El último cuento, “Manada”, es un excelente retrato de los fracasos de la vida conyugal. Además de en ese, hay una especie de soledad que aparece como tema ―o, quizás, como pulsión― en varios de los cuentos: ni siquiera estando en manada los personajes pueden dejar de sentirse solos. ¿Por qué fundar a los personajes sobre el pilar de esta soledad?

Supongo que porque así nos veo. Pero no leo algo trágico en esa soledad intrínseca, innegociable, entre uno mismo y la existencia, entre uno mismo y la nada o el todo. Prefiero una perspectiva práctica, y encuentro en ese fenómeno un indicio de la necesidad de conocernos, como proponía Sócrates. De la prioridad de conocernos.

Solitarios y Manadas es tu primera publicación. ¿Escribís hace mucho? ¿Cómo fue el proceso de escritura de estos cuentos? ¿Qué autores considerarías tus influencias?

Escribo desde la adolescencia. Hace dieciocho años decidimos, dos amigos del secundario y yo, armar entre los tres un libro de cuentos, y desde entonces no dejé de escribir, se convirtió en una meta vitalicia y existencial. Noto que ese propósito dota de sentido en gran medida mi paso por la Tierra. El detalle es que quizás puse demasiada alta la vara de la calidad, jaja, y todo lo que escribí en estos casi veinte años me parece impresentable, excepto los cuentos de Solitarios. Los escribí un poco sin proponérmelo, durante los últimos cuatro años más o menos. Como no me tracé un plan de escritura concreto del libro (venía de la decisión de descartar una novela en la que trabajé durante cinco años, y estaba desesperanzado), los cuentos fueron surgiendo de episodios que la vida me iba acercando y que me interesó registrar, como una anécdota de fin de semana que me contó un compañero del equipo de fútbol en el que jugué un breve tiempo, o la lectura de la Autobiografía de un yogui, de Paramahansa Yogananda (una obra genial), o un par de casos psicoterapéuticos atractivos, o la observación del comportamiento de unas hormigas que hicimos una tarde mi compañera y yo en las sierras de Córdoba, o unos días veraniegos de escritura y chapuzones que pasé en la casita que mi familia tiene frente al lago, etcétera.

Sobre las influencias, no lo sé. Me gustan mucho las obras de Thomas Mann, de Juan José Saer, de Borges, de John Cheever, de Carver, de Bukowski, de Albert Camus, y seguro que todos ellos me susurraron algo al oído mientras escribía estos cuentos.

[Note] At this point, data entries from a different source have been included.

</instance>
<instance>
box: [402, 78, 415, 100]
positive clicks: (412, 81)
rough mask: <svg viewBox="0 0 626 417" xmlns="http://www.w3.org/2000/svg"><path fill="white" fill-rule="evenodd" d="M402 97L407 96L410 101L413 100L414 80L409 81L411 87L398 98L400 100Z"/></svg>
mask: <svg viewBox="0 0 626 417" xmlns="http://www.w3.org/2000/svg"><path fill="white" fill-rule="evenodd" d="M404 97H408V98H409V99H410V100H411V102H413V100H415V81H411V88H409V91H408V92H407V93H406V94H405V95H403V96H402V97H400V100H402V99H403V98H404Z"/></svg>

** Maximiliano Castro nació en Río Cuarto, en 1982. Uno de sus cuentos, «Manada», fue incluido en la antología La Ciudad Ficcional (2015), editada por Cartografías. Ha escrito la novela experimental «Urdir un Pájaro», la nouvelle «Crepúsculo de Eugenio Blandes», y el poemario «Unas Hojas Sueltas». Esas obras permanecen inéditas. «Solitarios y Manadas» reúne textos escritos entre 2012 y 2016. Es el primer libro que publica.